The scars of her family history are raw and deep, and, by writing a book on such a personal subject, Krissy will be exposed. She admits she’s nervous when it comes to Twitter and the various other social media platforms, and I don’t blame her. With the rise of the internet, ‘passing judgement’ has become all the more brutal.
It’s a moral fine line she’s walking, too, as it often is when it comes to writing memoir. Because even though our story will always be ours to tell: does it ever really belong only to us? What about the other characters in our lives? Krissy’s deceased Grandmother, who played a huge part in this family story, never wanted this story to be told. Krissy knows it—she’s reminded every time her Aunty shouts it down the telephone—and yet, she has chosen to tell the story, anyway.

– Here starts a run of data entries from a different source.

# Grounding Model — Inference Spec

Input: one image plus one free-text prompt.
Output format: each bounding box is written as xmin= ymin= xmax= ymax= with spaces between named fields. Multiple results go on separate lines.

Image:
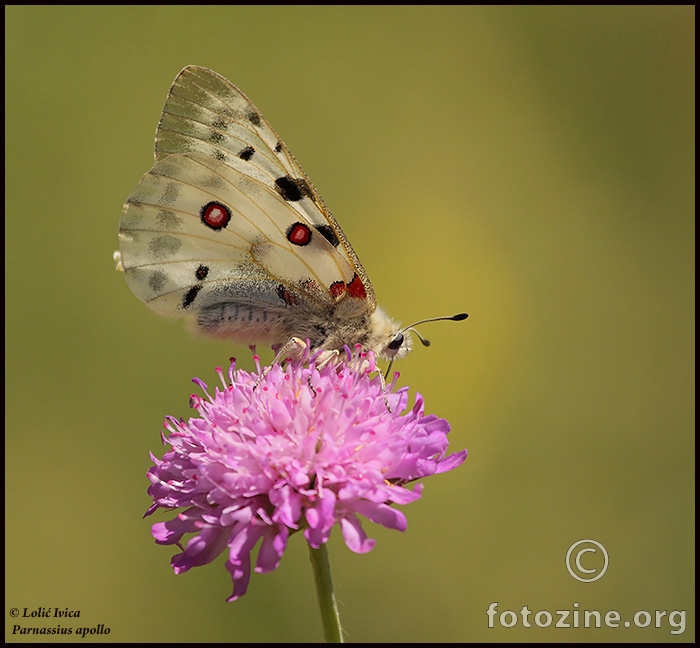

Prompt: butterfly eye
xmin=387 ymin=332 xmax=404 ymax=351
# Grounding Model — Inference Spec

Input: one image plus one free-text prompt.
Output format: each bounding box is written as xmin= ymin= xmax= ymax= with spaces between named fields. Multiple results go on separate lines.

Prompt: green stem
xmin=308 ymin=543 xmax=343 ymax=642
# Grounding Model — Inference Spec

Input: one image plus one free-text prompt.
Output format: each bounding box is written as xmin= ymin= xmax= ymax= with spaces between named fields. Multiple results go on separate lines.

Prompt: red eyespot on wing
xmin=329 ymin=281 xmax=346 ymax=299
xmin=200 ymin=202 xmax=231 ymax=230
xmin=287 ymin=222 xmax=312 ymax=246
xmin=347 ymin=274 xmax=367 ymax=300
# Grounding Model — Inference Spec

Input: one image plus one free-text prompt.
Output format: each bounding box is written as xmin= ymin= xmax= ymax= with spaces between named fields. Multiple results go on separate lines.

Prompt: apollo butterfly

Krissy recalls the moment she realised her Grandmothers passing meant the end of her uncomfortable silence. She would now be free to tell the story that, previously, she’d felt obliged to keep quiet. I can imagine the relief she must have felt. How many life choices might I have made differently if not for the wants and needs of others? I can think of a great many.
There really is no escaping the ache of humanity, is there? It’s the one thing we all have in common, whether we choose to share it with each other, or not. The stories of our humanity connect us and are often strewn with painful truths; truths that, these days, most of us would rather escape, than face. It’s easy to sit at the bottom of a mountain. But if you’ve ever stood at the top of one, I’m betting you know all about that view.
As I leave the auditorium, bumping shoulders with the people of my day, I can’t help but feel a hum of admiration for this woman called Krissy Kneen. Here is a woman who is chasing after her truth. She is standing in all of her power, and despite the ever-present fear of judgement, she is calm and she is steadfast. She sees the challenges. She chooses to move past them.
This is her life. Her story. Good on her for granting herself permission to honour it.